Just 14 offenders were responsible for 8,337 complaints in a three-year period between 2015 and 2017. That's more than 10 per cent of the 79,771 complaints submitted in total, according to a review of the Correctional Service of Canada's offender redress system.
"CSC was not effectively addressing misuse of the complaints and grievance process by offenders," it concludes.
During audit interviews, CSC staff and offenders expressed frustration with offenders who used the process to address trivial matters, often submitting multiple complaints and grievances on the same issue.
"These individuals were seen as misusing and overburdening the system, resulting in slower response times for more serious offender concerns," the audit reads.
When the CSC commissioner is satisfied an offender has persistently submitted complaints or grievances that are frivolous, vexatious or not made in good faith, they can bar an offender from filing further complaints without the commissioner's approval.

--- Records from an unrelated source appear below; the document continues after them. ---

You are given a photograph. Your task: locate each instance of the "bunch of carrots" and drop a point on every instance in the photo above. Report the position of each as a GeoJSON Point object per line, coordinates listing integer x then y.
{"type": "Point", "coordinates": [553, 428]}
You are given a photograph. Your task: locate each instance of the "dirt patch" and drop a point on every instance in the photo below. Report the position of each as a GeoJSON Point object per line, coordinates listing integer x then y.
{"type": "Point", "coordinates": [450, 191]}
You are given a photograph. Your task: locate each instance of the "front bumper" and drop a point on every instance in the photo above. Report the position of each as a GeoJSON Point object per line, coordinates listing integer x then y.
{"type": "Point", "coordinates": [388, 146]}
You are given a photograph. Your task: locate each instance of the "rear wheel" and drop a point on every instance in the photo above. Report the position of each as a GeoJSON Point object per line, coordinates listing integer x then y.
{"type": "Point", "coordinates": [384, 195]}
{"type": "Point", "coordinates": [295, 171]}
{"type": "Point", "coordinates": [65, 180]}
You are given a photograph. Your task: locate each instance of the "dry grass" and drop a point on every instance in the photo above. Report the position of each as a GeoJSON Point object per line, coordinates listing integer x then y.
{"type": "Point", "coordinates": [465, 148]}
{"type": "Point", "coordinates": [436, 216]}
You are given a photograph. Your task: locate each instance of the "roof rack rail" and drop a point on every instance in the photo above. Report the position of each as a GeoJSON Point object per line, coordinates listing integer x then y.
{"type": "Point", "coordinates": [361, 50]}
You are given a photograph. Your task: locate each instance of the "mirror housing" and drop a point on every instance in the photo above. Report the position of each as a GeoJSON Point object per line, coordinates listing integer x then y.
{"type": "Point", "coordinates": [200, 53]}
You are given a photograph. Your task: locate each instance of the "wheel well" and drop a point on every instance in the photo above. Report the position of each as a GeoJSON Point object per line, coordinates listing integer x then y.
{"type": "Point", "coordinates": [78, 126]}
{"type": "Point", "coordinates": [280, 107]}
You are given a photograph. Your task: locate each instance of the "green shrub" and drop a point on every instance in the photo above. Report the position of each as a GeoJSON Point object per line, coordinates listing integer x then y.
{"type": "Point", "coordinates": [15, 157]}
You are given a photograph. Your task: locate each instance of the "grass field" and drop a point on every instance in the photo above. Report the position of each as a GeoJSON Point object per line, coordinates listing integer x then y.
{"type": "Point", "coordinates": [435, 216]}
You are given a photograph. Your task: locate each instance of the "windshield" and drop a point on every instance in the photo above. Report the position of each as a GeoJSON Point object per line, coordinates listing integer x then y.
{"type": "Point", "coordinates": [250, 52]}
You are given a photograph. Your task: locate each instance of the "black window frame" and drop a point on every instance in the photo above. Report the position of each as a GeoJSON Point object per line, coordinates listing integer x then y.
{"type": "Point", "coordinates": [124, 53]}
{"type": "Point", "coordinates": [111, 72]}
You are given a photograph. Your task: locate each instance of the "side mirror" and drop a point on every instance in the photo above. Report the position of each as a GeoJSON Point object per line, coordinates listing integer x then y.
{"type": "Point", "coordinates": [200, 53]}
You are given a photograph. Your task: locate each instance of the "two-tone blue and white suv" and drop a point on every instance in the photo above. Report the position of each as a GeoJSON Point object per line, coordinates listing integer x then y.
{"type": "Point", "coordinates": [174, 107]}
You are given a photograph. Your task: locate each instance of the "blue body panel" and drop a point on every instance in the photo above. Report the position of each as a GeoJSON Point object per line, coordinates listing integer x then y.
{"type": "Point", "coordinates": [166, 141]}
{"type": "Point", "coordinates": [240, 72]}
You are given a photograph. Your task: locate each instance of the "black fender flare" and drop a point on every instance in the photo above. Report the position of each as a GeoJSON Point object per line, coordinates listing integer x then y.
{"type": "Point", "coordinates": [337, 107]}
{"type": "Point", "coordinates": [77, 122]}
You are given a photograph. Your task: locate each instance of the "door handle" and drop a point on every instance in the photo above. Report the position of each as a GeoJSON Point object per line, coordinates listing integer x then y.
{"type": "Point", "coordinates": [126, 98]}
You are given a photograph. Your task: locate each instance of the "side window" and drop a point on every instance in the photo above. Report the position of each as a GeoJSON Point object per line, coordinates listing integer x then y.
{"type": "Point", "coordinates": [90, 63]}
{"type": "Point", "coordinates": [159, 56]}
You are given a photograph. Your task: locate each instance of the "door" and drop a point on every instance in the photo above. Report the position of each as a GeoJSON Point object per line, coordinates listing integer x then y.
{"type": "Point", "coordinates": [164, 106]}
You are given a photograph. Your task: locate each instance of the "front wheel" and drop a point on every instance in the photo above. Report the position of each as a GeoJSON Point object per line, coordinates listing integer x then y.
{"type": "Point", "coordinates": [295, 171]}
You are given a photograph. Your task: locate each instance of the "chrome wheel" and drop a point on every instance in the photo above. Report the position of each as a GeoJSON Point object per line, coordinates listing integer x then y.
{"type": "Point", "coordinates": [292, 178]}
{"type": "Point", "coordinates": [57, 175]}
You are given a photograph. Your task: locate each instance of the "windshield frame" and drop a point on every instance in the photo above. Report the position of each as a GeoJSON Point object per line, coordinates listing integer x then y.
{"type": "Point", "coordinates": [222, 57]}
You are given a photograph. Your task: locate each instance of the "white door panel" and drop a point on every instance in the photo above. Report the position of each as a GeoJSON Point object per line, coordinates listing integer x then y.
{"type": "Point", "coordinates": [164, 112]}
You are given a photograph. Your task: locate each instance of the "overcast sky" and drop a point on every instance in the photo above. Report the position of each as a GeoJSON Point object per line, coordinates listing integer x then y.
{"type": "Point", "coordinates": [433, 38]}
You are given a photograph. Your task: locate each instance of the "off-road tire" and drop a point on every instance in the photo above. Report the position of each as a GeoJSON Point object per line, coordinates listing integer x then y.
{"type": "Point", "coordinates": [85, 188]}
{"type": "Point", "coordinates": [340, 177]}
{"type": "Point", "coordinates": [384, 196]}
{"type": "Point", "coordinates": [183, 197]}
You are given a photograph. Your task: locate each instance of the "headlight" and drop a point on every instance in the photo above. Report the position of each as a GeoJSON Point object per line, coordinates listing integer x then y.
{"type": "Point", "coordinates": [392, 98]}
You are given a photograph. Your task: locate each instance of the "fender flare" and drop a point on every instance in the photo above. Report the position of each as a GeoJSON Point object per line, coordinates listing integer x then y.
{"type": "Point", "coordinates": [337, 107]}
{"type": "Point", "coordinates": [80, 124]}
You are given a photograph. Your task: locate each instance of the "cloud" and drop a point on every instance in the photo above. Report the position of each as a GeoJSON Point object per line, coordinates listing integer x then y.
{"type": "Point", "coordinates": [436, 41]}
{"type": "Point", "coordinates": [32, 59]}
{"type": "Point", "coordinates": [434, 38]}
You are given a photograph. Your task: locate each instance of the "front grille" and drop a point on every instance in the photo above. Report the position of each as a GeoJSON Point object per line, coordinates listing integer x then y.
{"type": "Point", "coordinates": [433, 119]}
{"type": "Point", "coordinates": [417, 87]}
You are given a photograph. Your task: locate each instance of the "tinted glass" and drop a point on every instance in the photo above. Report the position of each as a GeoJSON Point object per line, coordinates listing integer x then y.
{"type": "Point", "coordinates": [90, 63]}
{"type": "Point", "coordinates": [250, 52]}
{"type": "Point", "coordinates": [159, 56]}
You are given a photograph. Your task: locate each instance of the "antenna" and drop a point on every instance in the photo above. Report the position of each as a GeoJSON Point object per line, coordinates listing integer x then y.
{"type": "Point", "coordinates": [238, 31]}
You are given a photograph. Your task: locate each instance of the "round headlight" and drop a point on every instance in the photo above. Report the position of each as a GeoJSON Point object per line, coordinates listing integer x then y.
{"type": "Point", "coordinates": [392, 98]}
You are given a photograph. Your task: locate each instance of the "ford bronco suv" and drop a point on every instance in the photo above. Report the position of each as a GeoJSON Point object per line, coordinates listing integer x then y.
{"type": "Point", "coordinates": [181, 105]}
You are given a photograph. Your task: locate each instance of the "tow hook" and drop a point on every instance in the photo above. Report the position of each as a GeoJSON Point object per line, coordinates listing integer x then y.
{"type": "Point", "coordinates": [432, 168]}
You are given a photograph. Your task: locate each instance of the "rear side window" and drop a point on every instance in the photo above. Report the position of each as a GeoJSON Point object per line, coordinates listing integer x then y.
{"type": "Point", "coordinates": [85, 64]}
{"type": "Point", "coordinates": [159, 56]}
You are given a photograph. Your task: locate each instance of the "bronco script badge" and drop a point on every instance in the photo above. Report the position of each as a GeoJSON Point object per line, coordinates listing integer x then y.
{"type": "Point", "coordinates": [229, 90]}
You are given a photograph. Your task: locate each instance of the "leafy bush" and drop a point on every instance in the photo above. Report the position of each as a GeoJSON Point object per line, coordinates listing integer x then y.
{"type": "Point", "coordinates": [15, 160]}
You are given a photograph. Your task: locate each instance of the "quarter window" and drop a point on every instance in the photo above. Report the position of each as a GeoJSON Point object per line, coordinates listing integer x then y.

A supervisor can also refuse to review a complaint if it's believed to be frivolous, vexatious or not made in good faith, according to the report.
Heightened frustration, security risks
Catherine Latimer, executive director of the John Howard Society of Canada, called the grievance system "dysfunctional." It takes too long to hear complaints, she said — and even when they're upheld, the system rarely takes action to address them.
The lack of a fair and efficient complaints process can lead to frustration and security risks within the institutions, she said.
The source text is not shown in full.